The Grant County structure moving company loaded the barn onto a truck, creeping slowly forward over the course of two days, avoiding roads and instead crossing six farms.
Now it’s to become the “showpiece” of Vesperman Farms, a farm, event venue and fall attraction featuring a corn maze and pumpkin patch.
The origins of the barn are unknown. It dates back to the early 1900s and is likely at least 100 years old. For many years, the farm on County Road N was home to the Weisbenner family.
Kyle Vesperman, of Vesperman Farms, said that when the Weisbenners bought the land in the 1930s, the barn was already there.
By 2019, the barn was outdated enough that it had lost much of its value as a farm building. There was talk of dismantling it, Vesperman said.
“It was maintained, but it’s just become a non-usable building,” Vesperman said. “We’re giving it a new life.”
Because he had already moved several smaller sheds and buildings from around the area onto his farm, neighbors came to Vesperman with the idea of saving the barn.
“I thought, ‘Oh my goodness, that is quite the undertaking,’” Vesperman said.
The Heritage Movers started early Tuesday morning, halting at a power line at around 2 p.m. that afternoon.
“With our company, I’m the third generation and my boys will take over as the fourth generation,” Childs said. “We’ve been doing this for quite a while, but this is the first time we’ve moved a round barn.”

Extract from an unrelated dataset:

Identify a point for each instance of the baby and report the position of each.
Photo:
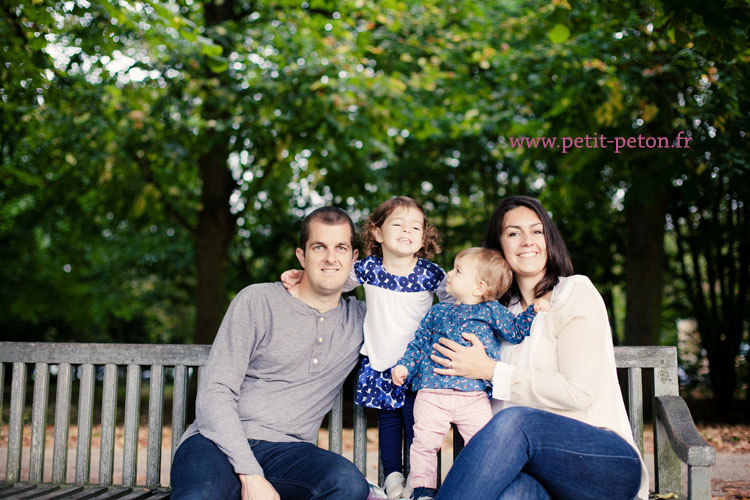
(479, 277)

Vesperman said: “There’s a dairy farm halfway through that we needed to get up to the line, get the power shut off and get the barn through and get the lines back up and get the power turned back on in order for him to not even miss his milking.”
The farm had hoped to move the barn last year, but winter-type conditions ended too quickly and the opportunity was missed when the weather warmed and the fields became busy with agricultural activity.
Vesperman said that back in 2019, when rumors first started flying that he was looking at the barn, people would stop to talk to him about it everywhere he went.
“I would get approached by people at the bank, at the grocery store,” Vesperman said. “I was at Kwik Trip (Wednesday) morning and I barely got out because everybody was approaching me asking how this thing was and saying how great it was what we were doing with the barn.”
Vesperman Farms plans for the barn to be enjoyed by visitors.
“People have driven by this thing for generations and now it’s going to be something that people can go inside,” Vesperman said. “We’d love to have people sit inside this round barn. You can look up and have a hot chocolate or cider and relax with your family and friends while you’re here.”